‘Educated Horses’: A Smart Move From The High Priest Of Horror, Rob Zombie
If you’re after something that captures all that he’s capable in its purest form, Rob Zombie’s ‘Educated Horses’ is the one.
In the lead up to 2006’s Educated Horses, Rob Zombie found himself at something of a crossroads. With a career in movies now firmly established, the man himself had earlier in the decade spoken openly about how his future lay in movies. Though music would never be far from his mind, it seemed that more than ever that he was having to split his attention between the two ventures.
But once work on grisly 2005 horror flick The Devil’s Rejects was completed and he got his band (now joined by Marilyn Manson guitarist John 5) back on the road, Zombie’s musical drive returned in a huge way, and writing for what would become Educated Horses truly began.
Listen to Educated Horses now.
Recorded at Chop Shop Studios in Los Angeles, Zombie and his band had amassed a monster catalogue of tracks to go into consideration for the record, suggesting a level of creative rejuvenation that, as someone who had previously tended to only write as much as he needed for a record, even Zombie himself wouldn’t have seen coming.
As well as excess productivity, that rejuvenation led to a change in musical approach. Stripping back a lot of the industrial, electronic elements that had increasingly come to characterize Zombie’s releases, Educated Horses bears the organic sound of a band of hell-raisers getting into a room to do what they do best – y’know, raising hell. The album’s artwork reflects this, too. A world away from the high-contrast chaos of his other covers, Educated Horses uses a picture of Zombie sans make-up that humanizes the monster more than he ever had been before.
How Zombie would fit in among the emo fringes and boisterous metalcore of the time seemed a mystery, but by taking his approach back to basics and offering up something that was a no-frills (well, less frills) representation of him as a man, Educated Horses managed to stand tall.

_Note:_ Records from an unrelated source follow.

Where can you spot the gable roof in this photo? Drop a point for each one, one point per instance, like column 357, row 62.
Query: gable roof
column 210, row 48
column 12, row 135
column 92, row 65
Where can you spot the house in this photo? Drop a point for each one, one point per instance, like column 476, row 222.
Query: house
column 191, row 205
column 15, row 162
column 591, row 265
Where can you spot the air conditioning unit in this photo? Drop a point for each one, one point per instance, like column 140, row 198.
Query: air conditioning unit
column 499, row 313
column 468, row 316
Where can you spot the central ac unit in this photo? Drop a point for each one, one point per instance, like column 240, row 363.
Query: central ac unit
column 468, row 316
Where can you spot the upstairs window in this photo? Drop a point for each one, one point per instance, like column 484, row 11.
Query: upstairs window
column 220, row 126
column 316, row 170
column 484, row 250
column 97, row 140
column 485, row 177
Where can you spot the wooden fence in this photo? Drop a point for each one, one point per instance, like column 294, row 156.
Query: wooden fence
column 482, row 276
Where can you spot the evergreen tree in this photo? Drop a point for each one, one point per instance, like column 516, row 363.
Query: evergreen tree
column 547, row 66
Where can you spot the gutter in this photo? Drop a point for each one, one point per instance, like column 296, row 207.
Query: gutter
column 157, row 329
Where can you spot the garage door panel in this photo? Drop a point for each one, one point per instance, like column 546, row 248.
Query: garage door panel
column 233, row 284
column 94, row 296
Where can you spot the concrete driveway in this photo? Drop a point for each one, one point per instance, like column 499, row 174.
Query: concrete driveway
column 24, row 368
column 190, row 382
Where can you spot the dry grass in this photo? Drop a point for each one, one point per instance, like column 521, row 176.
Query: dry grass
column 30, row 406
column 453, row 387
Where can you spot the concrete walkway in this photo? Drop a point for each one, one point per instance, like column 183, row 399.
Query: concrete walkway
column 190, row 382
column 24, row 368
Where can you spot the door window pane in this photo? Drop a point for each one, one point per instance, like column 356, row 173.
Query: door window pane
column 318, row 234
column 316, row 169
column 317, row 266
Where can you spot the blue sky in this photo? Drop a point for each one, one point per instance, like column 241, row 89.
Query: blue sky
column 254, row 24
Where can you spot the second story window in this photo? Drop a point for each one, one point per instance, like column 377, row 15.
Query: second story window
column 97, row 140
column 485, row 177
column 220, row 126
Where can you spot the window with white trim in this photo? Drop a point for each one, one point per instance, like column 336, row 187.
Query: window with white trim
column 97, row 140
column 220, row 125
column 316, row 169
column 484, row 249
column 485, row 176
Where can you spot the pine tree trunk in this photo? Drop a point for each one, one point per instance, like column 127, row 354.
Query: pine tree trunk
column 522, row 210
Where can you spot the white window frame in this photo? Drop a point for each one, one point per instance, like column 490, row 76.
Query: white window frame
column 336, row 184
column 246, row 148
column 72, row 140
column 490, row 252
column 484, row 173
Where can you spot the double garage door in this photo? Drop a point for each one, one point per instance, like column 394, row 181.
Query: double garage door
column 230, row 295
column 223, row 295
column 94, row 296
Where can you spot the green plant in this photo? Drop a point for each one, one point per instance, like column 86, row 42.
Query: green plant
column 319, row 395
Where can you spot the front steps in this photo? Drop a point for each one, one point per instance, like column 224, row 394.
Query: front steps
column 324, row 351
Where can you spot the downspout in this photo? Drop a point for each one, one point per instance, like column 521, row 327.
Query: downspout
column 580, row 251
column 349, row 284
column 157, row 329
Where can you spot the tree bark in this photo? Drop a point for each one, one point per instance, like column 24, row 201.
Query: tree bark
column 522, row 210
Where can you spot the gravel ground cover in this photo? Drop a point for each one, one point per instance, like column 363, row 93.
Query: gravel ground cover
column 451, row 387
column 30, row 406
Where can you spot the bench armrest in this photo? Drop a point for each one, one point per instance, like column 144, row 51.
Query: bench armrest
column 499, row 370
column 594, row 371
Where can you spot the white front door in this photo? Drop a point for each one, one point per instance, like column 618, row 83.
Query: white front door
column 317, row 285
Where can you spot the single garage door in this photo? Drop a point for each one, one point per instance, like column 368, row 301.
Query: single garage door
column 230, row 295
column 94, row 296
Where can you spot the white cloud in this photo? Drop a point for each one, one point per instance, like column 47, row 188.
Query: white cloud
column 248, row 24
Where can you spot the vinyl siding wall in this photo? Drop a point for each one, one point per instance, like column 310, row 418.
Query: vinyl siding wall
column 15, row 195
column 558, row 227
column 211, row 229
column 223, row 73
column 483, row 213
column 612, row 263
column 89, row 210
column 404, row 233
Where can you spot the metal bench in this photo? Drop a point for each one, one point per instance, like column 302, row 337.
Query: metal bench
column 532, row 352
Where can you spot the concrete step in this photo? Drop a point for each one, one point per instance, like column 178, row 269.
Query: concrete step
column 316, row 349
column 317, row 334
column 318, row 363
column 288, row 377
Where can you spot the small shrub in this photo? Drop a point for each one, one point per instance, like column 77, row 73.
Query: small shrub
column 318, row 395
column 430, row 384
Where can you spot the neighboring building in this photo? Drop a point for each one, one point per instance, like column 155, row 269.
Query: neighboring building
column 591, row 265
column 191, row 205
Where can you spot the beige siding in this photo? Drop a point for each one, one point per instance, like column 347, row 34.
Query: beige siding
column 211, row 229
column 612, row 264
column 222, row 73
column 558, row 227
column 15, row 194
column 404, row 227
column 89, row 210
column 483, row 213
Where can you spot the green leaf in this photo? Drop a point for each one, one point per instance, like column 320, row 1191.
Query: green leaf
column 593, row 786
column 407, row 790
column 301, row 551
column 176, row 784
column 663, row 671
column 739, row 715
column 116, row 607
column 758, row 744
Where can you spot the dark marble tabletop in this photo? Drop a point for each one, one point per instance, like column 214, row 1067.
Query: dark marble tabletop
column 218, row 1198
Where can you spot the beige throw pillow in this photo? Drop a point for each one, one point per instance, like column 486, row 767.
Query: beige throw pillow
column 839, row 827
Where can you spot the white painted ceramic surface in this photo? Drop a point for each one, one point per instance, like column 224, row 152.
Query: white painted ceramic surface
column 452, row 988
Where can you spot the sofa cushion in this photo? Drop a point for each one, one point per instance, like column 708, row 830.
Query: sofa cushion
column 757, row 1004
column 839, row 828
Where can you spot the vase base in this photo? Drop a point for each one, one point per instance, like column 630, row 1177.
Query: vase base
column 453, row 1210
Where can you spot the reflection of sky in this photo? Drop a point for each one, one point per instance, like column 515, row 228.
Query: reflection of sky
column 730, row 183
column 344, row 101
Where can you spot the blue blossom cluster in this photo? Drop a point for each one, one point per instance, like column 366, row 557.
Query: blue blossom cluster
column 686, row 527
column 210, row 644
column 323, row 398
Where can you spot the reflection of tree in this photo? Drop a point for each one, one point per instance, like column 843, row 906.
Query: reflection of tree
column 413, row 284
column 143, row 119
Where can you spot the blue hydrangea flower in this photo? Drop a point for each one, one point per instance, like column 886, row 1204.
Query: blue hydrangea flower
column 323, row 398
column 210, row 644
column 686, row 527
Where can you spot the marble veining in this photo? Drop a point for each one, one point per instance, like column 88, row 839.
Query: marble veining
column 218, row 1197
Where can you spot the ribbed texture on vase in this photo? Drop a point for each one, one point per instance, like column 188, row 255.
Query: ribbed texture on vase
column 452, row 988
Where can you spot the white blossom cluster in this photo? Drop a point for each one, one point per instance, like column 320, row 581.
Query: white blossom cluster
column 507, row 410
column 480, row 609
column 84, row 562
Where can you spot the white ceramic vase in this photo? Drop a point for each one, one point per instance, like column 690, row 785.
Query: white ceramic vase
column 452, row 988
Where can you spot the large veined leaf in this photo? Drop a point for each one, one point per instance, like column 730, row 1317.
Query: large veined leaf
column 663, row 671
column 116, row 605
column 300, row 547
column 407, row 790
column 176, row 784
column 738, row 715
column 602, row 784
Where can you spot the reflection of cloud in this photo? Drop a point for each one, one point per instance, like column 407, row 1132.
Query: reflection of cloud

And by not catering to the music of the time, it maintains its posture even to this day.
Early on in the record, the sleaze and swagger of “American Witch” and lead single “Foxy Foxy” see Zombie and co at their strip-club-anthem best, with the stabbed guitars of the latter having as much in common with the likes of N*E*R*D’s “Lapdance” as any of Zombie’s previous work. Later, on “Let It All Bleed Out,” Zombie adopts a thrash metal stomp, before “The Devil’s Rejects” (written after the movie and not included on its soundtrack) opens with an ominous country twang that gives way to a classic Zombie character piece about the titular rejects.
Through it all, though, the prevailing mood is fun. Zombie would go on to comment about how easy and enjoyable the making of the album was, but you don’t need to hear him say it to be aware of that. “The Scorpion Sleeps” audibly bursts at the seams as he channels the rowdy joy of Depeche Mode at their most bombastic, while even the darkness of closing track “Lords Of Salem” sees Zombie leaning into every word and effortlessly riding every groove in a way that only a man who’d been doing it for almost 20 years could. Zombie’s records always sound like the soundtrack to some apocalypse or other, but this particular doomsday is welcomed with open arms and a knowing smile.
After this album’s release and a touring cycle that lead to his first live album, Zombie Live, Zombie went on to focus on his film career once more, with his remake of John Carpenter’s genre-defining Halloween breaking Labor Day box office records just over a year later. His next studio record, Hellbilly Deluxe 2, wouldn’t come until 2010. On paper that might sound like Zombie actively chose film over music, but given the sheer energy and recklessness of Educated Horses, it’s far more likely that he was as creatively fulfilled as he could ever be by music, which gave him breathing room to focus on his directorial endeavors. Besides, after you’ve had that much fun, what’s the rush?
There isn’t a Rob Zombie record that isn’t permeated with sadistic joy, but if you’re after something that captures all that he’s capable in its purest form, Educated Horses is the one you’re after.